Грохот, треск валежника…
Пистолет упал на землю. Я пинком отшвырнул его в сторону.
Чурилин встал. Теперь я его не боялся. Я мог уложить его с любой позиции. Да и зэк был рядом.
Я видел, как Чурилин снимает ремень. Я не сообразил, что это значит. Думал, что он поправляет гимнастерку.
Теоретически я мог пристрелить его или хотя бы ранить. Мы ведь были на задании. Так сказать, в боевой обстановке. Меня бы оправдали.
Вместо этого я снова двинулся к нему. Интеллигентность мне вредила, еще когда я занимался боксом.
В результате Чурилин обрушил бляху мне на голову.
Главное, я все помню. Сознания не потерял. Самого удара не почувствовал. Увидел, что кровь потекла мне на брюки. Так много крови, что я даже ладони подставил. Стою, а кровь течет.
Спасибо, что хоть зэк не растерялся. Вырвал у Чурилина ремень. Затем перевязал мне лоб оторванным рукавом сорочки.
Тут Чурилин, видимо, начал соображать.

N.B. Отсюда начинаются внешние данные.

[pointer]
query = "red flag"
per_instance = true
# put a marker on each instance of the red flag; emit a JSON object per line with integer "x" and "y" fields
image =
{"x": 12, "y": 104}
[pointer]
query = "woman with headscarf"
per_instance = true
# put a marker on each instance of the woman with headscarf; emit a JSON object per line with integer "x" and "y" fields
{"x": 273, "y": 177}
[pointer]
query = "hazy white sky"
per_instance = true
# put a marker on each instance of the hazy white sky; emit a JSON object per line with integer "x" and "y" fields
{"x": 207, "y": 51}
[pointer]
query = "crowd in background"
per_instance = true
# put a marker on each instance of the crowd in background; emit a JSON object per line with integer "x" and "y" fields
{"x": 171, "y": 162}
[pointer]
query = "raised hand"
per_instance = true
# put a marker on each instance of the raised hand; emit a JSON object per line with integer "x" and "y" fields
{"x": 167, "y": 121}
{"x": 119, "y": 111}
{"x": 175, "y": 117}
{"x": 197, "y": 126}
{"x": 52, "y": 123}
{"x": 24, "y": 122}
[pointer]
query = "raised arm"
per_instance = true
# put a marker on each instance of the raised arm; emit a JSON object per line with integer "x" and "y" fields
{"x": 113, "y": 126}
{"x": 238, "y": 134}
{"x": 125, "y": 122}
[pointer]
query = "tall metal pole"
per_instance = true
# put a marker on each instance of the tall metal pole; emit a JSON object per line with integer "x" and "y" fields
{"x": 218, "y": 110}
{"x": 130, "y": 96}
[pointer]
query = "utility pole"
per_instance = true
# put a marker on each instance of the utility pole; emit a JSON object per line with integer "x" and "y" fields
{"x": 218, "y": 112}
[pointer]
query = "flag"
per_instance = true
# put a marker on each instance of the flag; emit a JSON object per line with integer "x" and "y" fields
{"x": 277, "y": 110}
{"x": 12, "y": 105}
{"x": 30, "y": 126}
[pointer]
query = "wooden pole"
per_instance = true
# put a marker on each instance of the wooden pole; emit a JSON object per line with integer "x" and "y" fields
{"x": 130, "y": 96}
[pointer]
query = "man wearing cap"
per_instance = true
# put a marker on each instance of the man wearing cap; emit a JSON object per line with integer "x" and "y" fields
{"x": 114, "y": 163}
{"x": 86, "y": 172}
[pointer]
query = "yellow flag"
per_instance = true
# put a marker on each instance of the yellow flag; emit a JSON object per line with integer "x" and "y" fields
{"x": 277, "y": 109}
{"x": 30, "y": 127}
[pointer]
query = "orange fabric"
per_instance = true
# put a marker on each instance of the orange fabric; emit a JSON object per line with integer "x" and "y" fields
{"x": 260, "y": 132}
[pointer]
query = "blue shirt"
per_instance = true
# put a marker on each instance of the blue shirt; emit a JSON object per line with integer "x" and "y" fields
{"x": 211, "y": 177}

Он схватился за голову и, рыдая, пошел к дороге.
Пистолет его лежал в траве. Рядом с пустыми бутылками. Я сказал зэку:
— Подними…
А теперь представьте себе выразительную картинку. Впереди, рыдая, идет чекист. Дальше — ненормальный зэк с пистолетом. И замыкает шествие ефрейтор с окровавленной повязкой на голове. А навстречу — военный патруль. «ГАЗ-61» с тремя автоматчиками и здоровенным волкодавом.
Удивляюсь, как они не пристрелили моего зэка. Вполне могли дать по нему очередь. Или натравить пса.
Увидев машину, я потерял сознание. Отказали волевые центры. Да и жара наконец подействовала. Я только успел предупредить, что зэк не виноват. А кто виноват — пусть разбираются сами.
К тому же, падая, я сломал руку. Точнее, не сломал, а повредил. У меня обнаружилась трещина в предплечье. Я еще подумал — вот уж это совершенно лишнее.
Последнее, что я запомнил, была собака. Сидя возле меня, она нервно зевала, раскрывая лиловую пасть…
Над моей головой заработал репродуктор. Оттуда донеслось гудение, последовали легкие щелчки. Я вытащил штепсель, не дожидаясь торжественных звуков гимна.
Мне вдруг припомнилось забытое детское ощущение. Я школьник, у меня температура. Мне разрешают пропустить занятия.
Я жду врача. Он будет садиться на мою постель. Заглядывать мне в горло. Говорить: «Ну-с, молодой человек». Мама будет искать для него чистое полотенце.
Я болен, счастлив, все меня жалеют. Я не должен мыться холодной водой…
Я стал ждать появления врача. Вместо него появился Чурилин. Заглянул в окошко, сел на подоконник. Затем направился ко мне. Вид у него был просительный и скорбный.
Я попытался лягнуть его ногой в мошонку. Чурилин слегка отступил и начал, фальшиво заламывая руки:
— Серега, извини! Я был не прав… Раскаиваюсь… Искренне раскаиваюсь… Действовал в состоянии эффекта…
— Аффекта, — поправил я.
— Тем более…
Чурилин осторожно шагнул в мою сторону:
— Я пошутить хотел… Для смеха… У меня к тебе претензий нет…
— Еще бы, — говорю.
Что я мог ему сказать? Что можно сказать охраннику, который лосьон «Гигиена» употребляет только внутрь?..
Я спросил:
— Что с нашим зэком?
— Порядок. Он снова рехнулся. Все утро поет: «Широка страна моя родная». Завтра у него обследование. Пока что сидит в изоляторе.
— А ты?
— А я, естественно, на гауптвахте. То есть, фактически я здесь, а в принципе — на гауптвахте. Там мой земляк дежурит… У меня к тебе дело.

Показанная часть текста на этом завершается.